Zirytowany tym ciągłym jego kręceniem się objąłem go ramieniem, trochę go tym unieruchamiając. Nie byłem za bardzo za aż takimi czułościami, nie byłem do tego zwyczajnie przyzwyczajony, ale to ma kilka swoich plusów. Przede wszystkim mój ulubiony strażnik w końcu przestał się wiercić. No i też Haru był całkiem cieplutki, a tu, u niego w domu było całkiem chłodno.
- Wykorzystaj ten jeden wolny dzień w tygodniu i śpij, a nie się wiercisz – wymamrotałem, nawet nie otwierając oczu. Ja jeszcze chciałem zasnąć, nawet jak mnie później wszystko będzie boleć, chociaż po takim seksie to i tak będę obolały. Więc nic nie tracę, a chociaż się wyśpię.
- Musimy pogadać – stwierdził, a ja już wiedziałem, że sobie nie pośpię. Przecież on wypił więcej ode mnie, naprawdę nie chce mu się spać? Ten to nie ma co robić w życiu. A później się zastanawiam, czemu on ma takie cienie pod oczami. Zadbałby chłopak o siebie i raz w życiu wyspał.
Zabrałem więc z niego ramię i otworzyłem leniwie oczy dostrzegając, w jakim on jest stanie. I byłem tak trochę zaskoczony ilością malinek i śladów po zębach na jego ciele. To ja to wszystko mu zrobiłem? Nie sądziłem, że zrobiłem mu tego aż tyle, no ale skoro nie narzekał wcześniej, to chyba mu się podobało. A mi podobał się ten widok. Chociaż, gdybym tak obudził się jakieś dwie, trzy godziny później, to byłoby jeszcze lepiej.

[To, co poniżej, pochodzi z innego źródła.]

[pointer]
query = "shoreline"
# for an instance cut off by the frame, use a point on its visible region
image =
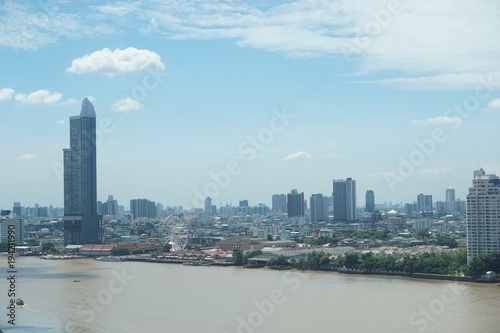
(422, 276)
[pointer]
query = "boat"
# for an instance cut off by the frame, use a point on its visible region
(190, 263)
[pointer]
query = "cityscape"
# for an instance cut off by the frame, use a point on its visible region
(264, 166)
(291, 222)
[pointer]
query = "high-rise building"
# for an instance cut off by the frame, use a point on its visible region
(295, 204)
(142, 208)
(15, 225)
(483, 215)
(319, 207)
(208, 207)
(344, 199)
(279, 203)
(17, 208)
(450, 200)
(82, 224)
(370, 201)
(424, 203)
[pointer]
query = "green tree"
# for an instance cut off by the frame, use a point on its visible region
(446, 241)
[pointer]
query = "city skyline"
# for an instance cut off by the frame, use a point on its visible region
(249, 100)
(82, 224)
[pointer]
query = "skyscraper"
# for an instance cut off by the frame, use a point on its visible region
(82, 224)
(208, 206)
(450, 200)
(319, 207)
(142, 208)
(483, 215)
(295, 204)
(279, 203)
(424, 204)
(370, 201)
(344, 199)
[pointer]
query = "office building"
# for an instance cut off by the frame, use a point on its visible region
(344, 200)
(424, 204)
(483, 215)
(370, 201)
(208, 207)
(17, 208)
(279, 203)
(82, 224)
(16, 226)
(142, 208)
(295, 204)
(450, 200)
(319, 207)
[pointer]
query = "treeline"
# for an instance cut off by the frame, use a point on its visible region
(358, 234)
(445, 263)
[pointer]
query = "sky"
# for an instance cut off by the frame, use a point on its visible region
(244, 99)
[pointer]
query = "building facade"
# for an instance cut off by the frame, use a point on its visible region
(319, 207)
(450, 200)
(483, 215)
(82, 224)
(142, 208)
(13, 226)
(295, 204)
(344, 200)
(279, 203)
(370, 201)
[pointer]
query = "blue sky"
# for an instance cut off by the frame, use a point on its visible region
(241, 100)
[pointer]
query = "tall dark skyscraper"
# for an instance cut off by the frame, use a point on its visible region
(82, 224)
(370, 201)
(344, 199)
(295, 203)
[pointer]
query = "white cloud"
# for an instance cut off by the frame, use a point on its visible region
(333, 155)
(295, 156)
(116, 62)
(440, 120)
(494, 104)
(6, 94)
(26, 157)
(70, 101)
(126, 105)
(30, 25)
(39, 97)
(332, 143)
(433, 172)
(414, 40)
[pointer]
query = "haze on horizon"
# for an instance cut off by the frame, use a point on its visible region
(401, 96)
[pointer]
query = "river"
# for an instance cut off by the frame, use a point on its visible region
(84, 295)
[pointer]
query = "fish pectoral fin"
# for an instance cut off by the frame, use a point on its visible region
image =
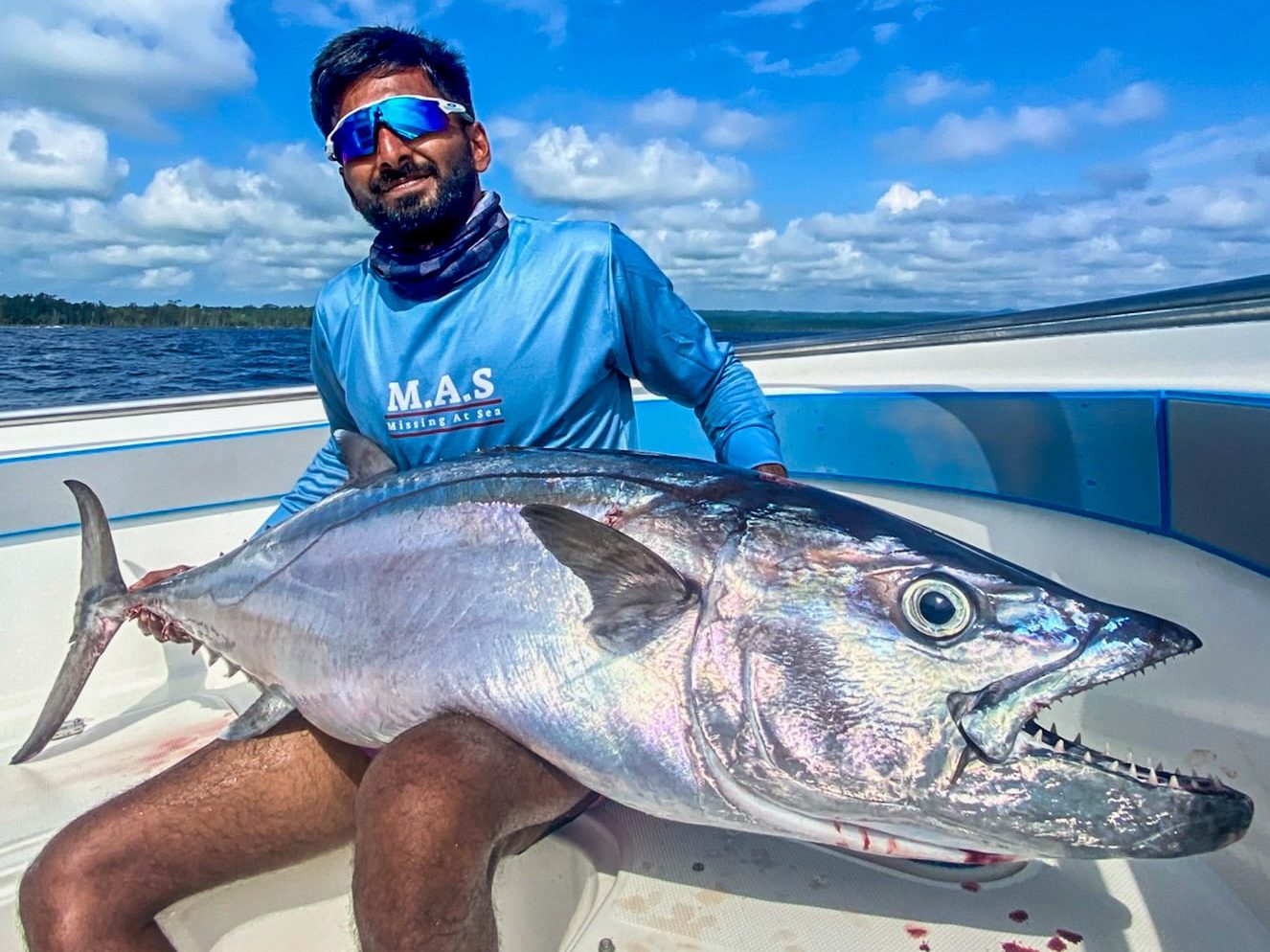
(362, 459)
(634, 592)
(265, 713)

- No dobrze. Rozmawiajmy więc – odezwałem się, starając się skupiać całkowicie swoją uwagę na nim mimo, że mój umysł krzyczy „spać”. Ta inność jest całkiem urocza, ale w tym momencie mnie strasznie zirytowała.
- To, co wydarzyło się wczoraj między nami, nigdy nie powinno się wydarzyć – powiedział powoli, a ja uniosłem brew w powątpieniu, co oczywiście nie było widoczne przez moją grzywkę, która nie wiadomo z jakiego powodu strasznie mu się wczoraj podobała. Nie rozumiałem tego, jak dla mnie wyglądałem w niej dziecinie i niepoważnie. Gdybym tak chodził na co dzień, to nikt nie brałby mnie poważnie.

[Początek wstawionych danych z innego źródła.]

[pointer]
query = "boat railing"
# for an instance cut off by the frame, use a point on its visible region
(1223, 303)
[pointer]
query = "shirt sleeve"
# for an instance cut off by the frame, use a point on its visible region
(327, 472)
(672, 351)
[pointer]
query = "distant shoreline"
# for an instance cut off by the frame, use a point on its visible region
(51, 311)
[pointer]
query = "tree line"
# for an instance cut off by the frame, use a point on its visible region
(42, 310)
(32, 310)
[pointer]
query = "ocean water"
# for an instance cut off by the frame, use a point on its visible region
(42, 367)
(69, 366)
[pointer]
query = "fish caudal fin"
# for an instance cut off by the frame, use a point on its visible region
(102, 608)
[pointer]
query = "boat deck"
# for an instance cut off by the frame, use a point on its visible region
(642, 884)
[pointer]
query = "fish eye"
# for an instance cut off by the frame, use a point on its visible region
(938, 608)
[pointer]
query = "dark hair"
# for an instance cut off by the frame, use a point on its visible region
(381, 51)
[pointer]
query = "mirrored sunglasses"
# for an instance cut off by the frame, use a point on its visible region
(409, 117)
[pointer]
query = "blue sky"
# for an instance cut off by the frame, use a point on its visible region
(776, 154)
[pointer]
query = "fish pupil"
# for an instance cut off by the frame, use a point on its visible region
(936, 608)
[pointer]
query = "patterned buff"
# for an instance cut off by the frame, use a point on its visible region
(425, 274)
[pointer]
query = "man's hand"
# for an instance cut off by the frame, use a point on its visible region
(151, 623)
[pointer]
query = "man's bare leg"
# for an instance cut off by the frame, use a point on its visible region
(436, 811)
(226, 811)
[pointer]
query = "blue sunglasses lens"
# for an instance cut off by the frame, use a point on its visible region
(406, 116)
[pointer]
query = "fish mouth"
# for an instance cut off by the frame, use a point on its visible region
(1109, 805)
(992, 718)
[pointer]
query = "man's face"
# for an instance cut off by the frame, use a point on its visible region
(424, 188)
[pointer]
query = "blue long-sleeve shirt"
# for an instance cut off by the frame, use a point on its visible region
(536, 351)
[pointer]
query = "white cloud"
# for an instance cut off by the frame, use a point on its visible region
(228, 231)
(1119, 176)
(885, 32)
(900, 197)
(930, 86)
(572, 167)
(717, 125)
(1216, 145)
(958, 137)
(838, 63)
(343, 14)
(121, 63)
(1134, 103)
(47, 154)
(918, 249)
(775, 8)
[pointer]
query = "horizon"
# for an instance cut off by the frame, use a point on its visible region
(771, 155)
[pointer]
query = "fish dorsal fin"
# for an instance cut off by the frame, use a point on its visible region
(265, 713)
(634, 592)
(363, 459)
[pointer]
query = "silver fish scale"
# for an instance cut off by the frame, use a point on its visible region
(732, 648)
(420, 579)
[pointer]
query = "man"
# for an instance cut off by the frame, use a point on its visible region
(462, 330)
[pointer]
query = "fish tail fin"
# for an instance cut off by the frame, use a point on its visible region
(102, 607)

- A jak dla mnie powinno – zacząłem powoli, obserwując jego reakcję, która była nawet zabawna. Speszył się chłopak... a wczoraj wcale taki niewinny nie był. – Bardzo mi się podobała ta noc. Chcesz mi powiedzieć, że tobie przyjemnie nie było? – zapytałem z zadziornym uśmiechem, nachylając się nad nim i położyłem jedną z dłoni na jego twarzy, kciukiem przejeżdżając po jego dolnej wardze.